Note I did not say "fungicide". Nope, we're looking at a possible bioherbicide, and it's aimed at a major weed problem: kudzu.
Boyette first began studying Myrothecium (strain IMI 361690) in 1998, after Louisiana Tech University scientist H. Lynn Walker provided him with isolates from diseased sicklepod plants. In greenhouse experiments, spray formulations of the fungus killed 100 percent of kudzu seedlings, and 90–100 percent of older plants in outdoor trials. Disease symptoms—wilted leaves and necrotic stem lesions—appeared on the plants within 24 hours of infection.

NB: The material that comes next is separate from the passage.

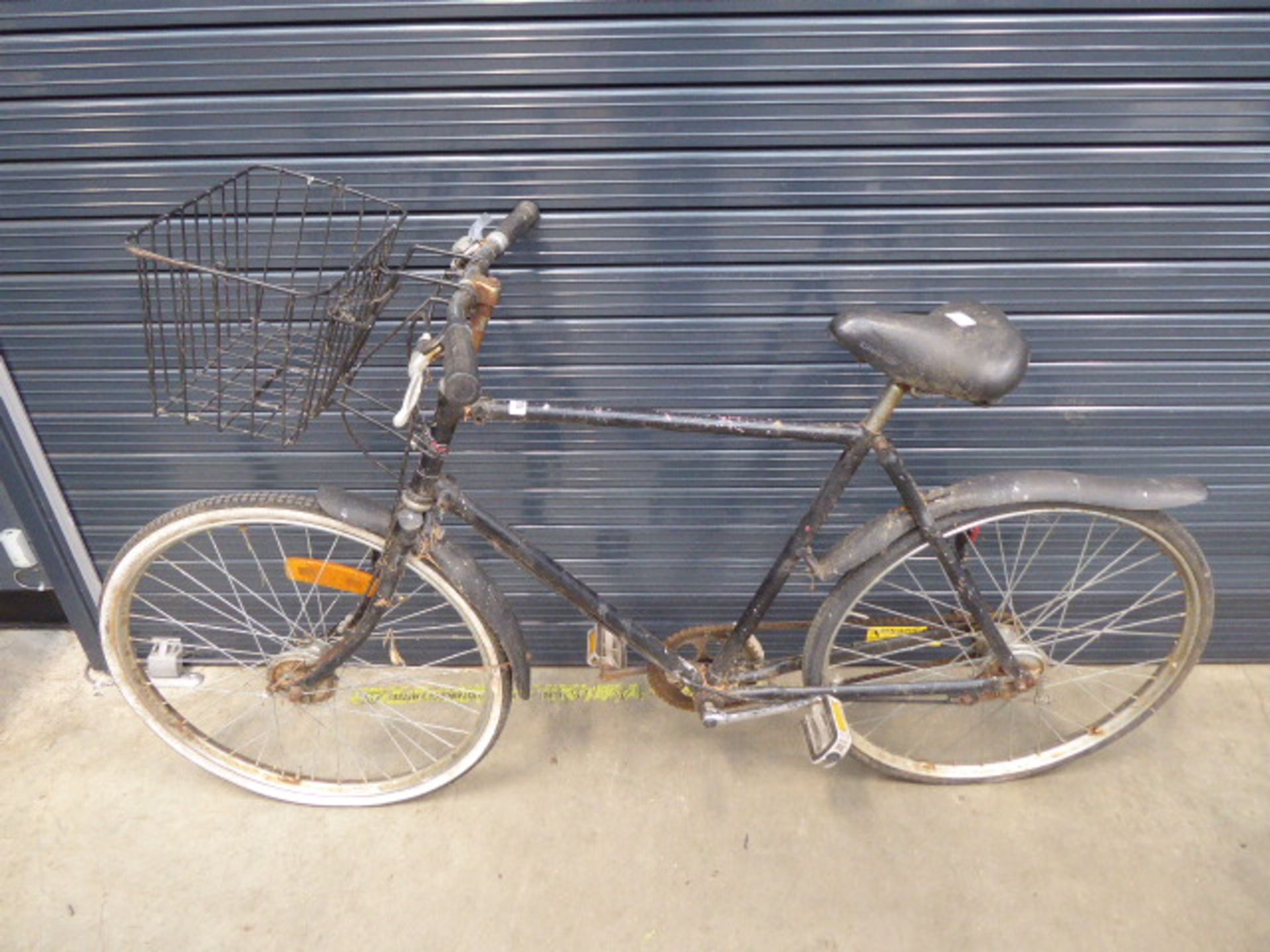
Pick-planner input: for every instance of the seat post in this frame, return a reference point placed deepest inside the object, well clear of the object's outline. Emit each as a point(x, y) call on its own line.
point(880, 413)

By 14 days, all but the plants’ roots were diseased.How Myrothecium breaches the defenses of the seemingly indestructible kudzu is still being investigated. One telltale clue, though, may be its use of cell wall-degrading enzymes. Besides kudzu and sicklepod, Myrothecium attacks hemp sesbania—which is problematic in soybean crops of the southeastern United States—morningglories, pigweed, redvine, and trumpetcreeper. The last two are native perennial vines that typically infest cultivated and fallow fields, wastelands, fence rows, yards, river banks, swamps, and forests. [More]
This borders on the "organic"as preventative measures go, and represents a subtle shift in crop protection emphasis. If it succeeds in clearing up kudzu, it will make believers of many skeptics.